Transport is proving to be difficult to find! Two adult riders, and two very well behaved 15 hh horses. 

We are looking either for a self-drive 3.5T or someone to transport two horses from Macclesfield to Somerford for 10.15-10.30am and then return home at around 4pm.

Any suggestions, recommendations much appreciated but ideally not wanting to drive more than 30-40 mins to collect if it is self-drive!

Thank you - getting desperate!


----------



## abbijay (17 May 2016)

Please be very careful to check the payload of any self drive 3.5 ton wagon! Many advertise as big enough to carry two 17hh horses but rarely take the weight. Obviously it depends on the weight of your horses but the best payload I've found locally is about 1100kg. By the time you've allowed for yourself(75kg), your friend(75kg), diesel (50kg), tack, haynets and water (another 50kg) (you may decide to risk going without as there is water at Somerford) you are left with somewhere in the region of 850kg. 
Have you tried Holly Tree Riding School?


----------



## dollymix (17 May 2016)

Thanks for this - we are quite paranoid about payloads so the intention for self-drive has been for one of us to drive the wagon, and the other to follow with a car with all the tack and equipment etc. 

I will look up Holly tree Riding School now - I am fairly new to the area - is this close to Macclesfield?


----------



## mga4ever (26 May 2016)

Beaver Hall in Leek used to have a 3.5T for hire.
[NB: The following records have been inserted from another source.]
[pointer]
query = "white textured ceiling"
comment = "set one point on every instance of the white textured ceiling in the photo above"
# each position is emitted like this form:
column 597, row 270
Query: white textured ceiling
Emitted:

I hired it several times a couple of years ago.


----------



## Adopter (27 May 2016)

Why not call/email Somerford they may be able to give you a contact, lots of local businesses  support their events,  and you will not be the only person who has needed transport.  We are using Stone and Leek trailers in June their yard is in Rudyard.


----------



## Tiddlypom (27 May 2016)

mga4ever said:



			Beaver Hall in Leek used to have a 3.5T for hire. I hired it several times a couple of years ago.
		
Click to expand...

Did it ever get repaired? Their own horse trashed it coming over the breast bar.

Mustang Equine Transport near Chester are good, but may be a bit far for you. They have two for self drive, one of which is stallion stalled (no breast bar, highly recommended) plus another stallion stalled box which comes with a driver.

https://www.facebook.com/mustangequine/videos/509708039214757/

Its going to be difficult to get two on legally even if all the kit goes separately, though. You may just squeak them in.


----------